I GOT MY LETTER TO MEET WITH THE JUDGE! I've spent almost a year in this endeavor. The first week in April 2012 I took my pistol safety course. Picked out a pistol, paid for it in full, filled out the application in triplicate, mailed 3 reference sheets out for friends to fill out, had all my paperwork notorized, got fingerprinted and dropped off all papers at local sheriffs dept in mid may 2012. Was notified by sherrif that all was in order and my application was being forwarded to county clerks office in early November 2012. And today, I got my appointment to meet with the county judge on feb 28 for the final stage of my pistol permit. 
I feel sorry for anyone in N.Y. who is starting this process now. By the time all is signed sealed and delivered, I'll guess, it'll be almost a year to the date.


----------



## SouthernBoy (Jun 27, 2007)

In Virginia, they are required by law to issue your CHP within 45 days or show cause as to why it has not been issued, and must also issue a temporary permit if the wait exceeds 45 days.
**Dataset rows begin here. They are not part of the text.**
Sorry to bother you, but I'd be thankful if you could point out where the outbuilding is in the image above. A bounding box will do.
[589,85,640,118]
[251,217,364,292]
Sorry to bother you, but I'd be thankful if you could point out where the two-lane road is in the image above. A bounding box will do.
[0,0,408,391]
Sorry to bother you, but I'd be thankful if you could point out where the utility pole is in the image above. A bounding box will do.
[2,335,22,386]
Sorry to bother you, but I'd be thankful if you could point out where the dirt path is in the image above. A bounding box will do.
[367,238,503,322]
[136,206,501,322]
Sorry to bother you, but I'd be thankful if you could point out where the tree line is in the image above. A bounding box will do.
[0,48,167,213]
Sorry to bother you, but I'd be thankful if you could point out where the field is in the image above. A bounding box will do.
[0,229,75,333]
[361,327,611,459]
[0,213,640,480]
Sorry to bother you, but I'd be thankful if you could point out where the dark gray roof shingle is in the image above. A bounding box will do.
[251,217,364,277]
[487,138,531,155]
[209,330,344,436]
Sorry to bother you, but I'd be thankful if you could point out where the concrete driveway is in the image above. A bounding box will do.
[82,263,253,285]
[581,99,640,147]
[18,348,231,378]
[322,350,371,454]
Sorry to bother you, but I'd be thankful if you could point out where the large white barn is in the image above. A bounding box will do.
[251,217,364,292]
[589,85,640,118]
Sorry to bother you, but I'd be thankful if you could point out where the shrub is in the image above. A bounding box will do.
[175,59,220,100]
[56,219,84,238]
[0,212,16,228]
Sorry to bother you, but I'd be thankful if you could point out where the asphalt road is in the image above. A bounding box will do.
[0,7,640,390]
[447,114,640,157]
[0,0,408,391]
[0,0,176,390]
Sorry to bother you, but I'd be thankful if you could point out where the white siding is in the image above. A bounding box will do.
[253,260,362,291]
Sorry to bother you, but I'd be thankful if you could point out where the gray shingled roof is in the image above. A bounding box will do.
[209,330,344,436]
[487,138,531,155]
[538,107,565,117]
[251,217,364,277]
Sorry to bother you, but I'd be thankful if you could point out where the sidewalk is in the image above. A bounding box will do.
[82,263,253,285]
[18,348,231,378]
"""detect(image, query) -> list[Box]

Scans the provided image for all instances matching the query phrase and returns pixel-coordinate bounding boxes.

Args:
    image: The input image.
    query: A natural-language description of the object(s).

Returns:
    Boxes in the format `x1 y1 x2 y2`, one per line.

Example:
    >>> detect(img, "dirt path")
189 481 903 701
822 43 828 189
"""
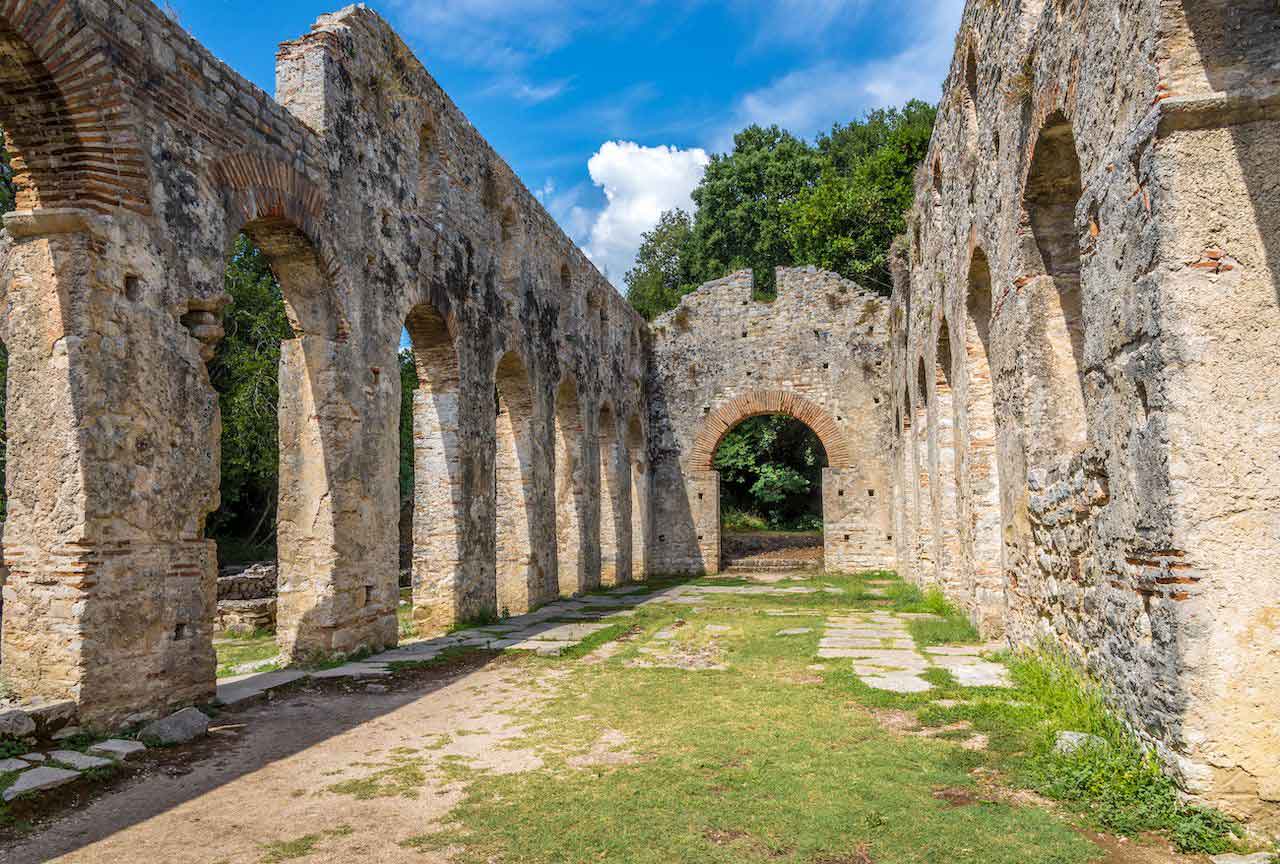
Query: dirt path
0 659 558 864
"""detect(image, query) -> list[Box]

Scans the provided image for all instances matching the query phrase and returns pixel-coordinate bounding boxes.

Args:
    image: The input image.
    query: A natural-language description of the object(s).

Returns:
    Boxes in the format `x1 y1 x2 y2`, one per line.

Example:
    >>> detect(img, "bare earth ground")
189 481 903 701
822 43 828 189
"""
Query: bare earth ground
0 575 1239 864
0 660 540 864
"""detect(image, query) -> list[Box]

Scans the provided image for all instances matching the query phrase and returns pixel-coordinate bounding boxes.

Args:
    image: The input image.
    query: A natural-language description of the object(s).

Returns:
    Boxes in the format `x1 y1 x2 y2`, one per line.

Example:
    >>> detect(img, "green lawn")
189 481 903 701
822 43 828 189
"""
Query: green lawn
384 573 1244 864
214 631 280 678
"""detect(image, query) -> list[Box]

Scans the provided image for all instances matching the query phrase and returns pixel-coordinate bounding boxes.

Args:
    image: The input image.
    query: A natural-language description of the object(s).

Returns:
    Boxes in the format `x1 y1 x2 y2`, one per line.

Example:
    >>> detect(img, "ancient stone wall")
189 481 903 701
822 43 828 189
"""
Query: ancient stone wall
0 0 646 723
648 263 893 573
890 0 1280 822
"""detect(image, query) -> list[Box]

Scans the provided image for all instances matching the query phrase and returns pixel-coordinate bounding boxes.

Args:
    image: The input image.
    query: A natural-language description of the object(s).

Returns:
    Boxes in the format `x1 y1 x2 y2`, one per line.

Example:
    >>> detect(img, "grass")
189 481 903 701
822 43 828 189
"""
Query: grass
214 630 280 678
373 573 1249 864
259 835 324 864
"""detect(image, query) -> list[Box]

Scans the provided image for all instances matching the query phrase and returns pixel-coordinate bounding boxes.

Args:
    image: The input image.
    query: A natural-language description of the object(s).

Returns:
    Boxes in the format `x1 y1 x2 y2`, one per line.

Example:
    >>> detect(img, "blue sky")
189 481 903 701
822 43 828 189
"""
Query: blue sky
177 0 964 281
Most permits are issued in anywhere from 17 days to a month.


----------



## Scott9mm (Jul 2, 2012)

I think my NC CCP took about 3 weeks from class to permit in hand. The main time consumers were the various checks with DOD, mental health facilities, etc. The process is run by each local sheriff and I was impressed by the smooth application interview/paperwork process. Of course, they could be a lot more busy now.


----------



## Newbie62 (Dec 22, 2012)

NYS has a law on the books that states you must be given an answer to your request within 6 months. I have received no correspondence from my issuing agency other than the 2 letters I mentioned in my original post.
PL 400.4-A "Except upon written notice to the applicant specifically stating the reasons for any delay, in each case the licensing officer shall act upon any application for a license pursuant to this section within six months of the date of presentment of such an application to the appropriate authority. Such delay may only be for good cause and with respect to the applicant."


----------



## acepilot (Dec 16, 2012)

Jeezus! 21 days by law in Wisconsin. A guy could die before getting his permit in NY!!


----------



## zonie77 (Apr 28, 2010)

What if you are in danger?


----------



## plp (Jan 13, 2013)

Gotta love Alabama, less than three weeks from application to permit and all through the sheriff's department.


----------



## niadhf (Jan 20, 2008)

What county are you in?


----------



## tiogariverrat (Oct 29, 2011)

In my county in PA you get the permit the day you apply. It took us less then 30 minutes to get ours. I'm sure this in not the case in the Phila area. We walked in they took the photo's ran the back round check and printed up the permit.


----------